[
https://issues.apache.org/jira/browse/AVRO-1332?page=com.atlassian.jira.plugin.system.issuetabpanels:all-tabpanel
]
David McIntosh updated AVRO-1332:
---------------------------------
Attachment: AVRO-1332-3.patch
Yes, the readers/writers can be cached and reused. They should be thread-safe
as well. I think it might be best for the users to manage that themselves if
performance is a concern in their app.
It looks like the Complex example ended up slower because the benefit of
pre-resolving was small and there was extra overhead when processing the
results of the pre-resolution. The Complex schema had a lot of unions and
arrays of basic types which won't see much speedup. I was able to make a few
tweaks to shrink the time gap though. I also discovered one of the unit tests
was failing and the fix slowed down the new specific writer slightly.
Here are the new results for batch size 1000. I also included two other types.

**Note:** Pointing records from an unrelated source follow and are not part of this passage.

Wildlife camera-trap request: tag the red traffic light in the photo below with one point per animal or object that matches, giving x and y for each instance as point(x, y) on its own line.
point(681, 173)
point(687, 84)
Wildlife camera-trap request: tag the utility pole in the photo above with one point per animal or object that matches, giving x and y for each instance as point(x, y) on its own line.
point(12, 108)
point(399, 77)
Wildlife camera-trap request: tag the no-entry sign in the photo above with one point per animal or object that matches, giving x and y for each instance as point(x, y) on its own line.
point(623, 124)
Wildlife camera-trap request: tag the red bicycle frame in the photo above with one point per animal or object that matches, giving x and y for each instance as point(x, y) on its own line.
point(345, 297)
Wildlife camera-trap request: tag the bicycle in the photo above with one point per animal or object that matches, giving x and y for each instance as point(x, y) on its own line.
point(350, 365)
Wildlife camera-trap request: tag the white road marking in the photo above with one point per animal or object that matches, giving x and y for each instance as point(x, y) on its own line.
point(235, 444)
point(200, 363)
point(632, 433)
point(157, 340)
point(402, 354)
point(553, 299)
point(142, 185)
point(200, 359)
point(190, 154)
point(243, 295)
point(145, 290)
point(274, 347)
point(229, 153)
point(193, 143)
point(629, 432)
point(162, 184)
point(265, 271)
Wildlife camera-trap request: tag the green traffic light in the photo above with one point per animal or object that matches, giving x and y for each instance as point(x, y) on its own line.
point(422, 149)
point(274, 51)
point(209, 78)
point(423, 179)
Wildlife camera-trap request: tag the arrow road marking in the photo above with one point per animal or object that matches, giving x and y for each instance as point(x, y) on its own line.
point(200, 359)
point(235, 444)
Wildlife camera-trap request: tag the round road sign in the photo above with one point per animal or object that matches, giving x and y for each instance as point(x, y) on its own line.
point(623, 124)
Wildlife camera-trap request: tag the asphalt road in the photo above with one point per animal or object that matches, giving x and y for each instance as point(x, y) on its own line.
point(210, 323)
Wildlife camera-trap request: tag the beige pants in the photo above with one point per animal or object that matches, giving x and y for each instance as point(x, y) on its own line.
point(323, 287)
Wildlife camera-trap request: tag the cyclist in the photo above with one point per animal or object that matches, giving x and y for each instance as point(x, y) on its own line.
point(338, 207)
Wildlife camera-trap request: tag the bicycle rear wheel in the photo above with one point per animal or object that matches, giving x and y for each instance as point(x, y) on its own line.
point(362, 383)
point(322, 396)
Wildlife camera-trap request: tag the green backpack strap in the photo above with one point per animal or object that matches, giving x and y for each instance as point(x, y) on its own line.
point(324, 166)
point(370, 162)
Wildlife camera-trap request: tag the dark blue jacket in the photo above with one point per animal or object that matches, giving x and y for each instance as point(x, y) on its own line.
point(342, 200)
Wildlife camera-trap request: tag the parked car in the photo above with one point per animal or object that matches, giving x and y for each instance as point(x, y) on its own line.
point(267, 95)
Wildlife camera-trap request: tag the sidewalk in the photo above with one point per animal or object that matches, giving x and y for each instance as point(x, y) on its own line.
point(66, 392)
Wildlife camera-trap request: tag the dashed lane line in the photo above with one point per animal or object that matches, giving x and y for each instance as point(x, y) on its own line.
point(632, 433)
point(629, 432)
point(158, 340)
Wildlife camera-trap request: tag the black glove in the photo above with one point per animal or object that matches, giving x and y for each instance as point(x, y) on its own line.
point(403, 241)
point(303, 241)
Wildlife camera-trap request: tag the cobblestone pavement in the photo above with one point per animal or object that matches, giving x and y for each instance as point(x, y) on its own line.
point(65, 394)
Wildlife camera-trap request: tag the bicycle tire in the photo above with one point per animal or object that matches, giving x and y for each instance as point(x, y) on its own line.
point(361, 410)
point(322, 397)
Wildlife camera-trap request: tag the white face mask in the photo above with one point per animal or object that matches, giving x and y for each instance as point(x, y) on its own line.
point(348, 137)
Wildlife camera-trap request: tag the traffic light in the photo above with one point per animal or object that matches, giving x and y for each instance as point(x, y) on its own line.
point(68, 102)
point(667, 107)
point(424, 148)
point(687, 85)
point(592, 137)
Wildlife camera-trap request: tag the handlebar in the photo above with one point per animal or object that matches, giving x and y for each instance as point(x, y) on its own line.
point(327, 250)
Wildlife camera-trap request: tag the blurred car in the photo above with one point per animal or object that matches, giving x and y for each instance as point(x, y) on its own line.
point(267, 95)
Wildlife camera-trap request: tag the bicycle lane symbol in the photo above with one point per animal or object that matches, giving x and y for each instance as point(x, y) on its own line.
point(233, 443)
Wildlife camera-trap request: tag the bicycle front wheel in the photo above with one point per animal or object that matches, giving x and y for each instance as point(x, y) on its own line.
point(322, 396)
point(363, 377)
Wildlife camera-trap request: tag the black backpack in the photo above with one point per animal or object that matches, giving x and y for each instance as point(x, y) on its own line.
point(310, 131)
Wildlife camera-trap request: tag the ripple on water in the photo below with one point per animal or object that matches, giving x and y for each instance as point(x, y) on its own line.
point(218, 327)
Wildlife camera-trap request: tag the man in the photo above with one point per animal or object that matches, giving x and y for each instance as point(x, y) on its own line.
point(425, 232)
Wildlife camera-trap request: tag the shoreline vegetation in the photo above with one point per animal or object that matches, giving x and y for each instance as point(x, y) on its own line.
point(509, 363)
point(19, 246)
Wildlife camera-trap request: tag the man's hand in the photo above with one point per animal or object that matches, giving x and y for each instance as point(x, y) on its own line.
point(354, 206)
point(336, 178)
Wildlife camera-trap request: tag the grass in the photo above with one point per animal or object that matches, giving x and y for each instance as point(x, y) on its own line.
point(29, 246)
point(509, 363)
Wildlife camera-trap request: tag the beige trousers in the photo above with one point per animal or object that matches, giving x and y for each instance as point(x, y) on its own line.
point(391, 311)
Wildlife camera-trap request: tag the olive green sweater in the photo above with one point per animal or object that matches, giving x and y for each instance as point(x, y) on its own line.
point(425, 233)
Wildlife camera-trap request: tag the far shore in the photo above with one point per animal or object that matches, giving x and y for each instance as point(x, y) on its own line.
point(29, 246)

Narrow is a schema with 3 primitive fields. Wide has 35 fields of mostly
primitives and a few child records.
Serializing
|type|old specific|new specific|old generic|new generic|
|simple|1950|1513|2496|1904|
|complex|14696|16380|13806|14945|
|narrow|1030|796|1217|952|
|wide|16599|14586|13167|10655|
Deserializing
|type|old specific|new specific|old generic|new generic|
|simple|4321|905|5647|1669|
|complex|28158|13541|25631|14071|
|narrow|2355|515|2854|764|
|wide|25116|5319|30295|10093|
> Improve C# DatumReader performance
> ----------------------------------
>
> Key: AVRO-1332
> URL: https://issues.apache.org/jira/browse/AVRO-1332
> Project: Avro
> Issue Type: Improvement
> Components: csharp
> Affects Versions: 1.7.5
> Reporter: David McIntosh
> Priority: Minor
> Labels: performance
> Attachments: AVRO-1332-2.patch, AVRO-1332-3.patch, AVRO-1332.patch
>
>
> The current implementations of the C# datum readers perform resolution of the
> reader and writer schema on every call to Read. In my tests this was causing
> it to perform poorly when reading a large number of records (slower than
> parsing the same data from delimited text files). It would be more efficient
> if the reader only needed to resolve the schemas once.
--
This message is automatically generated by JIRA.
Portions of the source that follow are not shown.